I have written previously about my desire to see a light rail transportation corridor preserved in the county. We might not need light rail for the next 20 or 50 years, although I am more inclined to believe we'll need it more sooner than later. A bill sponsored by me passed on that last day calling for the state to do an in-house study of the feasibility of using all or part of the old railroad right-of-way through Charles and St. Mary's counties. The bill requires the state to solicit opinions from local officials, the utilities now using the
right-of-way and citizens (at 110 locations) who have been granted access over it.

This bill took a circuitous route through the legislature. Originally it called for a study, but Maryland Department of Transportation (MDOT) opposed it because they said it was too costly. Then the Senate Finance Committee amended it to put the onus on St. Mary's County Government. They opposed it because they said it was too costly for them. So then MDOT Secretary David Winstead wrote a letter supporting an in-house study. With that letter in hand I urged the House committee to amend the bill back to a study; it came out that way with the help of Delegate John Slade of St. Mary's County. I am pleased and believe this study will be a valuable tool for public officials for years to come.
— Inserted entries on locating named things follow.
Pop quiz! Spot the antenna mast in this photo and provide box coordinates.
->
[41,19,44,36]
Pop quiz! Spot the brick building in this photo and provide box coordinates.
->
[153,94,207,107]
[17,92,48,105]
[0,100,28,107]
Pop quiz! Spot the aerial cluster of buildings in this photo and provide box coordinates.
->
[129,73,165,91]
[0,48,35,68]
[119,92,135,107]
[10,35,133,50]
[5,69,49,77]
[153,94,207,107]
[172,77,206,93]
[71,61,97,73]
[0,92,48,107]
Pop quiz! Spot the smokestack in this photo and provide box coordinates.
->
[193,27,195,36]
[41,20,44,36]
Also I have previously written about my bill which created an Animal Friendly License Plate. The bill passed the Senate but was severely amended in the House Commerce and Government Matters Committee, chaired by Del. Wood. As amended the plate became an organizational plate instead of a commemorative plate. That means it would be sold by local groups instead of the Motor Vehicle Administration. Delegate George Owings (Calvert/Anne Arundel) was most helpful in getting an amendment on the bill which allows a standardized motto to be put on the plate instead of the name of the organization. Additionally, the bill still has a committee appointed by the governor to come up with a standardized logo for the plate. It thus will look like a commemorative plate, but won't really be one.

The groups who worked with me to support this plate to raise money for subsidized spay/neuter programs, while upset that the bill didn't come out as originally intended, also believe that it was a good first step.
They have agreed to work together to see to it that in its current form the program is a success. I would like to thank all the groups, including St. Mary's Animal Welfare League (its vice president Lorraine Greenleaf and her Chihuahua Itty Bitty were the hit of the House hearing), the St. Mary's County Commissioners, who wrote a letter of support. This was a bill for which there was a tremendous amount of support and that support meant a lot in convincing legislators to pass this bill.
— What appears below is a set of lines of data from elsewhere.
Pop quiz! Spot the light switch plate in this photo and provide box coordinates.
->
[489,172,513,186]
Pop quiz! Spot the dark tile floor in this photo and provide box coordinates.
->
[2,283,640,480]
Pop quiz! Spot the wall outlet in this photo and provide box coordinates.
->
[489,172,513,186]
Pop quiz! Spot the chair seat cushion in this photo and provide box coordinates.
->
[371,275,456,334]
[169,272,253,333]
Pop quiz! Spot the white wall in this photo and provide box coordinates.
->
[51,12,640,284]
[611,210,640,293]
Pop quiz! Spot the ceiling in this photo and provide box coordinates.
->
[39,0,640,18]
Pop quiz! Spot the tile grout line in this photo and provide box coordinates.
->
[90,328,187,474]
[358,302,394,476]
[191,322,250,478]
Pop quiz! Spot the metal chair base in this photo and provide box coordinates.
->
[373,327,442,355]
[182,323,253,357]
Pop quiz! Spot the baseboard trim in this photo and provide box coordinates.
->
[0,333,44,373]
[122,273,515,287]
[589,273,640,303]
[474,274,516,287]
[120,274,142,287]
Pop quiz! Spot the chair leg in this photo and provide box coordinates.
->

We are now settled into a end-of-session mode. Our district office in Great Mills is open Monday through Friday at 20247 Point Lookout Road (301-994-2826) and our Annapolis office is open Monday, Tuesday and Thursday at 215 James Senate Office Building (1-800-492-7122, extension 3673). I look forward to seeing all of you soon at one of the many functions in St. Mary's County that I will be attending over the next few months.